On February 18, the United Nations had the largest fund-raising in its history, garnering $1.44 billion for emergency aid to Haiti in 2010. However, there has been a lot of criticism regarding the failure of coordination of such a humanitarian aid among the UN agencies and NGO recipients of these funds. Huge humanitarian needs remain unmet in spite of the billions of aid being earmarked for Haiti’s rehabilitation.
There is a grave need to revise the approach currently being used in the distribution of aid in the devastated country. Such basic coordination benchmarks such as lists of requirements in respective areas, strategies by which to accomplish the tasks in the lists, and analyses of deficiencies are not being checked, thereby hampering the timely arrival of aid to victims.

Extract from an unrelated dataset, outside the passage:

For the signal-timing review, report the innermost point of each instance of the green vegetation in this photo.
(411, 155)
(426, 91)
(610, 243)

Haiti will command a steep cost in its reconstruction. Global financial institutions such as the World Bank and the Inter-American Development Bank (IDB) peg the reconstruction cost, though only from partial and yet to be official estimates, at $14 billion. It could even be higher, as a thorough damage assessment has not been completed. Some say that this is just an estimated cost whose projection is based on the cost of past largest natural disasters. Reconstruction may be a lot more expensive. Another point of contention is the dilemma as to who will be in charge of these reconstruction funds.

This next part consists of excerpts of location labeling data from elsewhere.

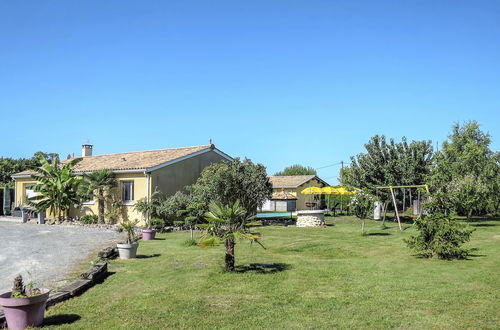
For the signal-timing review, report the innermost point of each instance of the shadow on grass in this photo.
(144, 256)
(263, 268)
(60, 319)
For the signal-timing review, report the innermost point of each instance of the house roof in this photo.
(283, 195)
(292, 181)
(138, 161)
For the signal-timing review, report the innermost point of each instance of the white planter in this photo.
(310, 218)
(127, 251)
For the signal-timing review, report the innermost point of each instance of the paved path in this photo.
(46, 254)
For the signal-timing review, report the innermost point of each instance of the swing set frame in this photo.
(391, 189)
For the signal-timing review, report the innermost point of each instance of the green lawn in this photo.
(324, 278)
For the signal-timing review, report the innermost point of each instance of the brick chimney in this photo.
(87, 150)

By and large, one million people apparently remain homeless in Haiti. After the devastating earthquake, the country is now being ravaged by failure of humanitarian relief. Bill Quigley in AlterNet writes that amidst all these aid coordination problems being experienced in Haiti, ‘the U.S. ambassador brags it’s going really well’ and ‘that people will be able to look back on in the future as a model for how we’ve been able to sort ourselves out as donors on the ground and responding to an earthquake.’